Mobile Community? Weit mehr!

Screenshot Aka-Aki„Bloß nicht noch eine online community!“ dachten sich die fünf Gründer von aka-aki vor ihrem Diplomprojekt. Viel besser wäre es, das „Leute anklicken“ ins echte Leben zu verpflanzen und nutzbar zu machen. Gesagt, Firma gegründet und getan: Das Ergebnis heißt aka-aki, funktioniert mit fast jedem neueren Handy und ging jetzt am 2. April offiziell an den Start. Und der Service funktioniert – tatsächlich trifft man Leute, die den Service auf ihrem Handy freigeschaltet haben, an. Zumindest in Berlin. Denn dort ist die Community schon richtig am Start – mal schaun, wie es in anderen Städten losgehen wird…

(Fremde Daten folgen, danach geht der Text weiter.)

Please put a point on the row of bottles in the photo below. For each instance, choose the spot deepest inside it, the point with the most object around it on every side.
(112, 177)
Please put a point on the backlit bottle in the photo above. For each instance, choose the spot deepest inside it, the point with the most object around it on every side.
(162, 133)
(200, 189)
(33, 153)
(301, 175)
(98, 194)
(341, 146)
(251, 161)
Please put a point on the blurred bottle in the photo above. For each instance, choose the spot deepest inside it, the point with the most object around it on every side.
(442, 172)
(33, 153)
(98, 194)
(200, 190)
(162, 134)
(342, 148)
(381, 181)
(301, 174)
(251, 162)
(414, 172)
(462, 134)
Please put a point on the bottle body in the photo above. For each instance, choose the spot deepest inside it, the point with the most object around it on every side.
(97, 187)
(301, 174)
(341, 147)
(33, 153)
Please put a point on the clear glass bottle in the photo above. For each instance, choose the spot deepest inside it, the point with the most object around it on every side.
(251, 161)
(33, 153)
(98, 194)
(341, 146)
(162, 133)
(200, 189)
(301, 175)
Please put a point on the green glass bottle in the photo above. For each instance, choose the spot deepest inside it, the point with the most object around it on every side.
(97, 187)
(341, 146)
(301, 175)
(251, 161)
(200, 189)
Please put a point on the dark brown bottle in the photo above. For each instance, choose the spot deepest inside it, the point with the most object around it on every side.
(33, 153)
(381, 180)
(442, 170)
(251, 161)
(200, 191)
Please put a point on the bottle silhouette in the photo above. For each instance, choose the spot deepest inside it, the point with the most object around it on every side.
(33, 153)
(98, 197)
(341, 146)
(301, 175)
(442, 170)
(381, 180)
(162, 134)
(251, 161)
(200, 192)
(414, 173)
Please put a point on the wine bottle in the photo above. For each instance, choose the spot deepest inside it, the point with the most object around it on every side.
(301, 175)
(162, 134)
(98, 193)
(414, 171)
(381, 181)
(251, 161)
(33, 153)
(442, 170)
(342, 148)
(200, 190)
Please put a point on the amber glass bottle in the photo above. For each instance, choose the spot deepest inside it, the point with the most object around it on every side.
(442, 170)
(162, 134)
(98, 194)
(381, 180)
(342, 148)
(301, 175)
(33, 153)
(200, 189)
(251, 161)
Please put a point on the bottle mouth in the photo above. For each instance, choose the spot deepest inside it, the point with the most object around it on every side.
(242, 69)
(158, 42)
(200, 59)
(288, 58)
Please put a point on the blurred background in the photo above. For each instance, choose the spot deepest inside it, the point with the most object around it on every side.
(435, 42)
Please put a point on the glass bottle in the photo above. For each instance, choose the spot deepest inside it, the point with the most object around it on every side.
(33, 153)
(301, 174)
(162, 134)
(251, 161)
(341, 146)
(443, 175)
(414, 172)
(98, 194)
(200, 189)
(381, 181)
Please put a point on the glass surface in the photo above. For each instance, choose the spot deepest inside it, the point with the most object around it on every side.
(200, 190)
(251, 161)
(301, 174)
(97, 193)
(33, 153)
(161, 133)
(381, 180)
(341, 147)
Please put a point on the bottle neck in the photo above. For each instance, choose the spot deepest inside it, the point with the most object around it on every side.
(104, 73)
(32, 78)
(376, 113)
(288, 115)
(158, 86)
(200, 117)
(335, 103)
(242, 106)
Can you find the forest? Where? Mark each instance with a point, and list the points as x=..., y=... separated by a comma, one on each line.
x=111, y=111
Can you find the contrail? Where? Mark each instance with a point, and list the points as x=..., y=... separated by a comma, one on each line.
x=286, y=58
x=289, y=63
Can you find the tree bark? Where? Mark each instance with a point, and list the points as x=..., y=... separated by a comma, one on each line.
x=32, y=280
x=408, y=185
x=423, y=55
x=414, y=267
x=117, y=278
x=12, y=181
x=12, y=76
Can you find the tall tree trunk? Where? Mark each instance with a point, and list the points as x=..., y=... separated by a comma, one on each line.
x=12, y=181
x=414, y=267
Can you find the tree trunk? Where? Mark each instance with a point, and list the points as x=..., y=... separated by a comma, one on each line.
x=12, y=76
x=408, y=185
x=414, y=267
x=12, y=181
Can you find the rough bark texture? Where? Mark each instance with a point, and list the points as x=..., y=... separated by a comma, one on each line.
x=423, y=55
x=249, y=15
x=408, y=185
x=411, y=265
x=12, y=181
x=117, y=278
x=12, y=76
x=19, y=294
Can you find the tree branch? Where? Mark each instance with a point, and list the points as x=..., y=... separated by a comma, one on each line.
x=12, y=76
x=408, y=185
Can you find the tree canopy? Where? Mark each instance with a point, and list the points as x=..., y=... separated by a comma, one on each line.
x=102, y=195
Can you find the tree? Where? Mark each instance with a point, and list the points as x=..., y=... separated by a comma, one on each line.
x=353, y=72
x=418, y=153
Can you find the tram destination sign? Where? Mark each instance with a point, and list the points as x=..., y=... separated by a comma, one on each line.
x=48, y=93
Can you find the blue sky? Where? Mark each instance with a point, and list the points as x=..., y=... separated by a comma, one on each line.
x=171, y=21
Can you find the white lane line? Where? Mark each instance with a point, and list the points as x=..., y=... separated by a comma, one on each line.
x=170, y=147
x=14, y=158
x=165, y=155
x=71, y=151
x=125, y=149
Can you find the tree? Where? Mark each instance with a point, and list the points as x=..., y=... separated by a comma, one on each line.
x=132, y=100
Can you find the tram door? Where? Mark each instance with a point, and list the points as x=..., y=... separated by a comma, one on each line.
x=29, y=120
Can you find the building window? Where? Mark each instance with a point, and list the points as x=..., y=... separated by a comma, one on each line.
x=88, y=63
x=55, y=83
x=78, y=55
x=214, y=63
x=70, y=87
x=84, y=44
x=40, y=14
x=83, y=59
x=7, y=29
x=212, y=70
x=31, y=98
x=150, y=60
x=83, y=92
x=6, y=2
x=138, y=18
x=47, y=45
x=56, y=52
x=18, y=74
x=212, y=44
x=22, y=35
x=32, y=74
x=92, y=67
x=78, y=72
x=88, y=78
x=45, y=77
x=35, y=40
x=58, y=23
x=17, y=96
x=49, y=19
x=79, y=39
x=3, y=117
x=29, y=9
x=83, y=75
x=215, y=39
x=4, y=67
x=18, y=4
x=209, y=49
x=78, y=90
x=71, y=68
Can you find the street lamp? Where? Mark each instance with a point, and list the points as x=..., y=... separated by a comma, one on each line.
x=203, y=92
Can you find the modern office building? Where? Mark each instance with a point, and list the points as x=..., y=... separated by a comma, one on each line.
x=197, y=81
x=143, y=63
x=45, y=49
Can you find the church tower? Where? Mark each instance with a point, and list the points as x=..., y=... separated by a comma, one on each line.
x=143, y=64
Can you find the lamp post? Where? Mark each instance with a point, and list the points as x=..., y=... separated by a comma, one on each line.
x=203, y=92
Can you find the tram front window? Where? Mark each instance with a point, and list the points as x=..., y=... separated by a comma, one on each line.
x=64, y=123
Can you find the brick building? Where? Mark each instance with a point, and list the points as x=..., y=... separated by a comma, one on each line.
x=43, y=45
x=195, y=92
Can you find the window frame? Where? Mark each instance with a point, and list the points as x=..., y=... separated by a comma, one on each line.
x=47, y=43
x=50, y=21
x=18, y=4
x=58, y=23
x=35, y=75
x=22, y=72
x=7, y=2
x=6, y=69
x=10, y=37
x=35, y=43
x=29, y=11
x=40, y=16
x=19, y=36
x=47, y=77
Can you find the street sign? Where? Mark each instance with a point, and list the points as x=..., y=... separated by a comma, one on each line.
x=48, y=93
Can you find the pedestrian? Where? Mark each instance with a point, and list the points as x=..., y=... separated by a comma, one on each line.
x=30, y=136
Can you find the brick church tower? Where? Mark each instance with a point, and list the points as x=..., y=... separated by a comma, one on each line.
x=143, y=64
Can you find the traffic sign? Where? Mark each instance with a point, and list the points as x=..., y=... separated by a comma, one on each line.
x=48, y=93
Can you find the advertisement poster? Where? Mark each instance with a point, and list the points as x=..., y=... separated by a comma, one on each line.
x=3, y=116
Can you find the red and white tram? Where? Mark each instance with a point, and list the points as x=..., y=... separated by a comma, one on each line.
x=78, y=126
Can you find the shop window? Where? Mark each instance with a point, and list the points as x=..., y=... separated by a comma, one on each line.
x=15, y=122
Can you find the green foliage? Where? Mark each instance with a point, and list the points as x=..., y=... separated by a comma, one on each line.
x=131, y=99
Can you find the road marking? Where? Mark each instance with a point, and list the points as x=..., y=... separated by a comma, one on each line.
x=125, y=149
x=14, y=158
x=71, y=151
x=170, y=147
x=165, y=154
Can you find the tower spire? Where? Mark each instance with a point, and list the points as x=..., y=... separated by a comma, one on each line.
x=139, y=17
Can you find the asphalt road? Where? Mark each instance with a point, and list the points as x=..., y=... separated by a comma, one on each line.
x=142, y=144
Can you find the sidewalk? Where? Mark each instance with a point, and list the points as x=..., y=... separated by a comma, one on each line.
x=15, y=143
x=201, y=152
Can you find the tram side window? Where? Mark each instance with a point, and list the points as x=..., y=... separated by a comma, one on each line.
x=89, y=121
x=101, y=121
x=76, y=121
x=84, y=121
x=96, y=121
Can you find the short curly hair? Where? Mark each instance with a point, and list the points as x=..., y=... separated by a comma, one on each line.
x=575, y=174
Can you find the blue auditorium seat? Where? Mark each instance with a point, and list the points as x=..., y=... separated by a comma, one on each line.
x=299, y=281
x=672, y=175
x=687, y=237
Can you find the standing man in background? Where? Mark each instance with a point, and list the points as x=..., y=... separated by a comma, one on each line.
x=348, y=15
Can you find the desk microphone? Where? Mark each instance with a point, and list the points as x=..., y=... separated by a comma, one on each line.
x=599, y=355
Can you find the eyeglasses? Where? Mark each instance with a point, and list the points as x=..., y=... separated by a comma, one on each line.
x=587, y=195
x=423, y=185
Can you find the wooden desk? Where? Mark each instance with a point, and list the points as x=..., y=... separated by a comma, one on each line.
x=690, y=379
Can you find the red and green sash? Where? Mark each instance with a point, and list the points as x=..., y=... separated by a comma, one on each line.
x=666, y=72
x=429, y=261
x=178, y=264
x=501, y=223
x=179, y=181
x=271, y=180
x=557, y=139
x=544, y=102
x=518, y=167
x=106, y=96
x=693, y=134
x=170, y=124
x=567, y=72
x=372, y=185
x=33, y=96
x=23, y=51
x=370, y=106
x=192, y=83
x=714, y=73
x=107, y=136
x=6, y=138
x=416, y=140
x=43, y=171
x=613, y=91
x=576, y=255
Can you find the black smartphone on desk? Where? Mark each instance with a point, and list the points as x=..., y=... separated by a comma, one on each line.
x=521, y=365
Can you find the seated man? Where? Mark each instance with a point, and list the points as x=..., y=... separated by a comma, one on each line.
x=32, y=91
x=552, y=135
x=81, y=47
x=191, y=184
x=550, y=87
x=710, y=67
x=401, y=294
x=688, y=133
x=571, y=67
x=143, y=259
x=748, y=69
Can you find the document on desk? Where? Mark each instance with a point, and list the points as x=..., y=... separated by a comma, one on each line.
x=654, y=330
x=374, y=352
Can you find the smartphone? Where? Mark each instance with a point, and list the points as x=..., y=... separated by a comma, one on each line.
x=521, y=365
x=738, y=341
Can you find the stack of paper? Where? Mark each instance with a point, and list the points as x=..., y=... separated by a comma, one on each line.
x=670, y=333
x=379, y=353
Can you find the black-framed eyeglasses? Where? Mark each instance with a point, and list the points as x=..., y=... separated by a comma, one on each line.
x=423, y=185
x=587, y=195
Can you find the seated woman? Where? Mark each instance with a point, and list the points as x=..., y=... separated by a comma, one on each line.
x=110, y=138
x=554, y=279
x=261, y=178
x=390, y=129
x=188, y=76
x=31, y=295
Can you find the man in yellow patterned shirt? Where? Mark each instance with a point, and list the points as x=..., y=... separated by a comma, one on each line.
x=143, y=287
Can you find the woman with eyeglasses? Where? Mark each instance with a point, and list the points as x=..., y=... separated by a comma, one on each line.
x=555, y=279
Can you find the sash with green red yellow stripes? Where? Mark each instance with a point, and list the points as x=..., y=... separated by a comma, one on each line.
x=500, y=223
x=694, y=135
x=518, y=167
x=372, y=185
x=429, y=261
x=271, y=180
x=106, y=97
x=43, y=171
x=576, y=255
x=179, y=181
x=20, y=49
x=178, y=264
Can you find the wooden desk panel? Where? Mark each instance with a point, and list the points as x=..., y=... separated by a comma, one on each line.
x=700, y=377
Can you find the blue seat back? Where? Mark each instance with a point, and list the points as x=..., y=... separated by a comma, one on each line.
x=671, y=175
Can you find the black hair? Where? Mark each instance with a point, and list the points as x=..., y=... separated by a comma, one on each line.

„Es ist ganz einfach“ beschreibt Stefanie Hoffmann, die im Gründerteam für das Marketing verantwortlich ist, ihr Baby: „Die meisten Leute haben ja heute mindestens ein Profil in irgendeiner online community. Das macht Spaß, so lange man vor dem Computer sitzt. Aber jetzt stellen Sie sich mal vor, Sie könnten sich unterwegs im echten Leben auf dem Handy die Profile von Mitgliedern anschauen, die sich gerade im Umkreis von 20 Metern befinden. Oder abends auf einer Community Website nachvollziehen, wenn Ihnen kürzlich unterwegs andere Mitglieder unbemerkt begegnet sind. Oder ihr Handy gibt Signal, wenn irgendwo unterwegs in der Stadt ein Online-Freund den Weg kreuzt. Genau das kann aka-aki!“

So will der Dienst das verborgene, aber doch existierende Netzwerk im echten Leben sichtbar machen. Schließlich treffen wir täglich unzählige Menschen, wir wissen nur nicht, wer sie sind! Um allen zu zeigen, wie aka-aki im Alltag funktioniert, hat das Team sogar einen 90-Sekunden-Film gedreht, der auf der Startseite aka-aki.com alles genau erklärt.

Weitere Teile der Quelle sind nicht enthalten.